Allora, parliamoci chiaro. Il Rosario del Sabato. Diciamocelo sottovoce: è un po' il Cenerentolo dei rosari, no?
Lunedì? I Misteri Gaudiosi, belli allegri, per iniziare la settimana col piede giusto. Martedì? I Dolorosi, per ricordarci che la vita a volte è un po' una tragedia greca. Mercoledì, Giovedì e Venerdì? Altri rosari con la loro specifica devozione. E poi arriva lui, il Sabato…
Sabato: Giorno di Misteri Gloriosi... e di mille altre cose
Il Sabato dovrebbe essere il giorno dei Misteri Gloriosi. L’Ascensione, la Pentecoste, l’Assunzione… tutto molto edificante, eh. Ma diciamocelo: chi ha tempo di pensare alla Pentecoste mentre sta cercando di far sparire la montagna di bucato sporco accumulata durante la settimana?
Io, ad esempio, il sabato mattina, sono più concentrata sul miracolo di far sparire la polvere che sull’Assunzione di Maria. Sarà un problema mio? Probabilmente sì.
E poi, ammettiamolo: il sabato pomeriggio è sacro. Sacro al divano, alla maratona di serie TV, al pisolino post-pranzo. Il Rosario? Magari dopo. Forse. Dipende da quanto è avvincente la puntata di “Affari di Famiglia”.

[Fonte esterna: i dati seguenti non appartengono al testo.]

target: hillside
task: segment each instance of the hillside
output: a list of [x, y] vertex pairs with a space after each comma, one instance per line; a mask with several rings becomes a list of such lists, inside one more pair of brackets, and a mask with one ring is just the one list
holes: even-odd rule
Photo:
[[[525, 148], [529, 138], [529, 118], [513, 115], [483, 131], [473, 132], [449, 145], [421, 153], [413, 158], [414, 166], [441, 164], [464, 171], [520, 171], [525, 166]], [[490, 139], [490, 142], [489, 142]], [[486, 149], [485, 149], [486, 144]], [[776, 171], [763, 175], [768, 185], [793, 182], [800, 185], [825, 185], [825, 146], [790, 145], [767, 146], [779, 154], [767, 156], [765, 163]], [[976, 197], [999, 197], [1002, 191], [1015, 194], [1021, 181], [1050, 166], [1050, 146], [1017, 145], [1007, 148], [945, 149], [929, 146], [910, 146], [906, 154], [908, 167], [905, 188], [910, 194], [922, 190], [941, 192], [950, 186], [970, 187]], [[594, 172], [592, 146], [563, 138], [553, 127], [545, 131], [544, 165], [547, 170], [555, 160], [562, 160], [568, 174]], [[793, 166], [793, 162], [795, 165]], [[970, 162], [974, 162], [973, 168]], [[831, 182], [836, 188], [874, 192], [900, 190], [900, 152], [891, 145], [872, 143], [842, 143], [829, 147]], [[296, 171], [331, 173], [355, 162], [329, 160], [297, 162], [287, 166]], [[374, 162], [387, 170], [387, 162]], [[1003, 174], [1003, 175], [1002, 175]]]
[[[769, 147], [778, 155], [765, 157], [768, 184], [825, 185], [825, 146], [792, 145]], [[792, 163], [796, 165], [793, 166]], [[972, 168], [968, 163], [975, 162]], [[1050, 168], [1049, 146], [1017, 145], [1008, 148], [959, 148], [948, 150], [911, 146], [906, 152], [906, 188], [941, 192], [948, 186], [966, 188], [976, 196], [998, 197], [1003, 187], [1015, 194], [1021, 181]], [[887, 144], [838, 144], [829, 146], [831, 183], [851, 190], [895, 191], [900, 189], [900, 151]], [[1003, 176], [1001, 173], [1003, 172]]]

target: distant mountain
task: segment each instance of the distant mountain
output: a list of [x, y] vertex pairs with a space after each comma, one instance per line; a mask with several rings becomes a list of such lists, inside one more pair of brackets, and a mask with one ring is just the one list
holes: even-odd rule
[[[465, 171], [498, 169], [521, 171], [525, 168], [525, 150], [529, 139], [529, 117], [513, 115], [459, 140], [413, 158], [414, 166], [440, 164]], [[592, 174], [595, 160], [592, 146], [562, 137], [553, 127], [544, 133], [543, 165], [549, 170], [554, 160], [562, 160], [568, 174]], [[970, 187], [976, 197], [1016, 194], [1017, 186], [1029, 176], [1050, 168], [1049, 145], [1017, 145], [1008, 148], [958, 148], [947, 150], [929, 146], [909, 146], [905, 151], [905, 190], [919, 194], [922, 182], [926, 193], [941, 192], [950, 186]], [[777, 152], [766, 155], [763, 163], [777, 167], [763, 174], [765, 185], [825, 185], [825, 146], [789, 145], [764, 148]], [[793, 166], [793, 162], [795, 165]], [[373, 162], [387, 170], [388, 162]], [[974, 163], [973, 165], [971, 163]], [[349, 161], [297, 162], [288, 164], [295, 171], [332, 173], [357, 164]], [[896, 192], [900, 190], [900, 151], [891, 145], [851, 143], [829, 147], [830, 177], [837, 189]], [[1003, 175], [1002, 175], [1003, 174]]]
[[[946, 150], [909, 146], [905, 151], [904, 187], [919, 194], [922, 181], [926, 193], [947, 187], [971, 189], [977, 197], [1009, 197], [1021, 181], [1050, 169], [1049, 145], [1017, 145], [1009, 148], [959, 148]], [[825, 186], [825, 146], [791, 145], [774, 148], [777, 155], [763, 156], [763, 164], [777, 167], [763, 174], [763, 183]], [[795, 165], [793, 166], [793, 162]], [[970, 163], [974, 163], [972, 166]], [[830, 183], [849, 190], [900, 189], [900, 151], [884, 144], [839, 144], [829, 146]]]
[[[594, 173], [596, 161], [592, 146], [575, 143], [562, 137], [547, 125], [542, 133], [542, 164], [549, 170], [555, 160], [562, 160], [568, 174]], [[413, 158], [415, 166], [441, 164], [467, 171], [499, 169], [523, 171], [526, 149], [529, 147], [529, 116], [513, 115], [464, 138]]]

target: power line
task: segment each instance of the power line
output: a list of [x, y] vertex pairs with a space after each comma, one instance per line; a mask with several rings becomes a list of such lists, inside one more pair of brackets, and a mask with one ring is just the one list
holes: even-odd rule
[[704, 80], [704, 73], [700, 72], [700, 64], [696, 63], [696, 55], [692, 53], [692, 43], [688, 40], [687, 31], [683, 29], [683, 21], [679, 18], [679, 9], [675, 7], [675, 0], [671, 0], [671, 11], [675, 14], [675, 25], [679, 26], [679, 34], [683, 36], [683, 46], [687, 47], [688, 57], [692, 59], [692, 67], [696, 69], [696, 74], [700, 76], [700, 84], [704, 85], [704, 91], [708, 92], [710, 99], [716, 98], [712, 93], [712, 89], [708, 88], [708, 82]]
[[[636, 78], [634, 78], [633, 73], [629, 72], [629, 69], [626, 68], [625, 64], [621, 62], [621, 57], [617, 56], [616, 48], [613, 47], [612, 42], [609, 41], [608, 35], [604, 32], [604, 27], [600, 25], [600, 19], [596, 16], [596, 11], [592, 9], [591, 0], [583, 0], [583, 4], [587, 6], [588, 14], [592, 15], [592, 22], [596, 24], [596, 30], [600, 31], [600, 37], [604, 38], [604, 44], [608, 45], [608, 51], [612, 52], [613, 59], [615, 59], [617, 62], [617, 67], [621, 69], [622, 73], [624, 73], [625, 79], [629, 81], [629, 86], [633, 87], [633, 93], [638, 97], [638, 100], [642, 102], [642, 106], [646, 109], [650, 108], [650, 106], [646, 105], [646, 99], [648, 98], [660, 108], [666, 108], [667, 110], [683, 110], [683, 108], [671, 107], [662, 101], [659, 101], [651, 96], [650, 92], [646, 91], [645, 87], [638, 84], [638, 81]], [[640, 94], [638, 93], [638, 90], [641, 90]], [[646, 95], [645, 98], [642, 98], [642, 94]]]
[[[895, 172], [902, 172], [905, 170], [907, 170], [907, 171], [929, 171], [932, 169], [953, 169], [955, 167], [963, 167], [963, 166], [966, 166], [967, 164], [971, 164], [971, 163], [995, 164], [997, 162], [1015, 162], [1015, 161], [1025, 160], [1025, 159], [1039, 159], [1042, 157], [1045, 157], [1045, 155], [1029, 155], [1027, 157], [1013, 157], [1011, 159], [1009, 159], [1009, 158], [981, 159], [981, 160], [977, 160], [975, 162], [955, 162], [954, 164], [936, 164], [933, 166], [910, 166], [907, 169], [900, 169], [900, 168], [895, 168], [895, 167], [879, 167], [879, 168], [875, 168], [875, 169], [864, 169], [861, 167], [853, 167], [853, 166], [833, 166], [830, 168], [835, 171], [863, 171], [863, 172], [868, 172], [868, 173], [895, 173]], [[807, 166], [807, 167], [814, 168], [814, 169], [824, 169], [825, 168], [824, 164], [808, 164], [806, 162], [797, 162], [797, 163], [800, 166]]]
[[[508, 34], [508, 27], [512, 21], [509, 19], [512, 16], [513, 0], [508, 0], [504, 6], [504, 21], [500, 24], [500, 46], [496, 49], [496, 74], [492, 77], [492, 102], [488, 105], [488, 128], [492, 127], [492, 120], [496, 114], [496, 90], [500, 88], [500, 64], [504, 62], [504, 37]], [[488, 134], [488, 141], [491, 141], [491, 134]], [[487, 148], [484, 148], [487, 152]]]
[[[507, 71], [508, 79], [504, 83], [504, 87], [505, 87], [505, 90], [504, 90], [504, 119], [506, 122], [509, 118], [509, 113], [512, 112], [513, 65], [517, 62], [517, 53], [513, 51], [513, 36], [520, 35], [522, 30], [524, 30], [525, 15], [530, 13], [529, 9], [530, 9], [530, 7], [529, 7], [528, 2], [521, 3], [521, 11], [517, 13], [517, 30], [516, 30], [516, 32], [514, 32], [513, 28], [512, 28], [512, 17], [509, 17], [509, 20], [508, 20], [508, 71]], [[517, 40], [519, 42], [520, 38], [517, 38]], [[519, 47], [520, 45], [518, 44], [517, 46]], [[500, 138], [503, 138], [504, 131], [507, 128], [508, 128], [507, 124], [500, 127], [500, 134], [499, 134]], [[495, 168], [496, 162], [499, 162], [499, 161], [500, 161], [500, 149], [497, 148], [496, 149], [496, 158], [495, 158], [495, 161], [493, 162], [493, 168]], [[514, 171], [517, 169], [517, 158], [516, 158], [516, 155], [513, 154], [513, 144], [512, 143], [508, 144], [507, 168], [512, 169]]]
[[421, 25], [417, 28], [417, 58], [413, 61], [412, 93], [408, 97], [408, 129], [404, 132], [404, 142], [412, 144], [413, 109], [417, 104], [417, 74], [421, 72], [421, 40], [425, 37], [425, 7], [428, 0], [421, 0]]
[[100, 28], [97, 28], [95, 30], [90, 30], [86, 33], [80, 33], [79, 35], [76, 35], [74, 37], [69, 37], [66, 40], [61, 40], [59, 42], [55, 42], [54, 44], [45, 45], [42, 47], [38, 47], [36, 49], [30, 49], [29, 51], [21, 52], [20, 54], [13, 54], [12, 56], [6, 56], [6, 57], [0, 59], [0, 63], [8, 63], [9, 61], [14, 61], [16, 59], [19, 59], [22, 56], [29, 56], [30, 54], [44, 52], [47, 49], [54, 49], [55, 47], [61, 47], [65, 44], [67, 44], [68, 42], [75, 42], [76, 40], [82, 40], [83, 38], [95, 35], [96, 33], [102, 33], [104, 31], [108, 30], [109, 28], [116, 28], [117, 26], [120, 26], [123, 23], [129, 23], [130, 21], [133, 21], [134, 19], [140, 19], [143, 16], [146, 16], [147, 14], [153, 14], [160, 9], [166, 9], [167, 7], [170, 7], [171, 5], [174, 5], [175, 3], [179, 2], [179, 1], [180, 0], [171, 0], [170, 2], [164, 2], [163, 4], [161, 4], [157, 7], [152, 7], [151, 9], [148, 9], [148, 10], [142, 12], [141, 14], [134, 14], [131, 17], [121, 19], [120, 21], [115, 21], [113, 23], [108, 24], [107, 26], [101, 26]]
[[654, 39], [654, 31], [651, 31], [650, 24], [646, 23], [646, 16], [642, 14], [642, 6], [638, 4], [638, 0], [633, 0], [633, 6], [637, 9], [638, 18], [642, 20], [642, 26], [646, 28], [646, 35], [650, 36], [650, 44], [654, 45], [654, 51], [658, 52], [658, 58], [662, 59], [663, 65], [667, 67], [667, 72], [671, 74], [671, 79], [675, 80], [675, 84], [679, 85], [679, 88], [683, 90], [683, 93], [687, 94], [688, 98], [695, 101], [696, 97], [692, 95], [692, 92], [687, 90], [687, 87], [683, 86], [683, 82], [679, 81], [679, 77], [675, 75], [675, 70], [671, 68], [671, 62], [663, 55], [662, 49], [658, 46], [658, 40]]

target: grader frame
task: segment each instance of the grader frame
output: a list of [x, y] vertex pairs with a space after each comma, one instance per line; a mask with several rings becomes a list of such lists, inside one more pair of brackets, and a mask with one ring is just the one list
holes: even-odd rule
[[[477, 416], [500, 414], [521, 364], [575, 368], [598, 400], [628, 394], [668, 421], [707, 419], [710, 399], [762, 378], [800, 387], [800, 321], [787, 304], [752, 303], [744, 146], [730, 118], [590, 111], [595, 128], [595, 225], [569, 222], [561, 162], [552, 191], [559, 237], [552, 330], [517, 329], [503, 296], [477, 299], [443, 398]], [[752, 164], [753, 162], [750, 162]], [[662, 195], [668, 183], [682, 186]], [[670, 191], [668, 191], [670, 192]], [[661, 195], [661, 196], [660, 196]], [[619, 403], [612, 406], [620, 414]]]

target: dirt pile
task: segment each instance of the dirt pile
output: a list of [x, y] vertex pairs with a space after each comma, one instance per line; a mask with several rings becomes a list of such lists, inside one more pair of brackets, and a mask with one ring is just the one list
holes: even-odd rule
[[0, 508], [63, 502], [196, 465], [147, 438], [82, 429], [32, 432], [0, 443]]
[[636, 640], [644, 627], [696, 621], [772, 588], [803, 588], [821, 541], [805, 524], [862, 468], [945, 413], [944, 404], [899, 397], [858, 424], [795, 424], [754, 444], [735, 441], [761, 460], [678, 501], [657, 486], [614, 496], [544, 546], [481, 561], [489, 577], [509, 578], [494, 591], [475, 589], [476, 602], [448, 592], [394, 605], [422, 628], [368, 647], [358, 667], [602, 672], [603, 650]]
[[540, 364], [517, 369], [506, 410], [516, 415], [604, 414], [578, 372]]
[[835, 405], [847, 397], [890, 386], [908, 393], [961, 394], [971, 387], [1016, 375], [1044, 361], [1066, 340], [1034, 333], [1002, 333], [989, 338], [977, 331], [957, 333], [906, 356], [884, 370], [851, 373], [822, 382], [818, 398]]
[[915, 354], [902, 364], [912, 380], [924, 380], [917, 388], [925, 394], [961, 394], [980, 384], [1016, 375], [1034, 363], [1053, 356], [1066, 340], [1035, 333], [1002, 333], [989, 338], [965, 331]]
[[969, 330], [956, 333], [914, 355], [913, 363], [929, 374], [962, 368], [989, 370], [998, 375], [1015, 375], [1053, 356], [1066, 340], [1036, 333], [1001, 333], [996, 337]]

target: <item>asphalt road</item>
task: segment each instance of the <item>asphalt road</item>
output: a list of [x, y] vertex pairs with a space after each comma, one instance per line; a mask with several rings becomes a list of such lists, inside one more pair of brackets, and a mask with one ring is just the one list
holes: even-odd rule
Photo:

Non fraintendetemi! Non sto dicendo che il Rosario del Sabato sia inutile. Assolutamente no! La preghiera è sempre una cosa buona. Ma, come diceva la nonna, "Ogni cosa a suo tempo". E forse il tempo del Rosario, il sabato, è un po'… affollato.
Un'alternativa al Classico?
Magari potremmo spostare i Misteri Gloriosi a un altro giorno? Che ne so, il Giovedì, per esempio? Tanto, con tutto il rispetto per i Misteri Luminosi, sono quelli che ricordiamo meno. (Scusate, Giovanni Paolo II!).

Il mio piccolo sacrilegio…
Lo so, lo so. Sto dicendo un sacrilegio. Starò sicuramente finendo all’Inferno per questo. Ma non posso essere l'unica a pensarlo! Ditemi che non sono sola in questa mia "eresia rosariana"!
Forse il problema è che il Sabato è troppo “terreno”. Troppo pieno di impegni, di corse, di cose da fare. Troppo poco spazio per la contemplazione. Forse dovremmo riscoprire il vero significato del Sabato, come giorno di riposo e di riflessione. Forse… ma chi ci crede davvero?

Perché, diciamocelo ancora una volta: il Sabato è il giorno in cui cerchiamo disperatamente di recuperare tutte le ore di sonno perse durante la settimana. E, tra una dormita e l'altra, il Rosario rischia di finire nel dimenticatoio. E, forse, va bene così. Forse… Ma non ditelo al parroco!
Concludendo, il Rosario del Sabato è un po' come la verdura nel piatto dei bambini: sappiamo che fa bene, ma preferiremmo evitarlo. Che ne dite? Siete d'accordo con me, o sono solo una peccatrice senza speranza?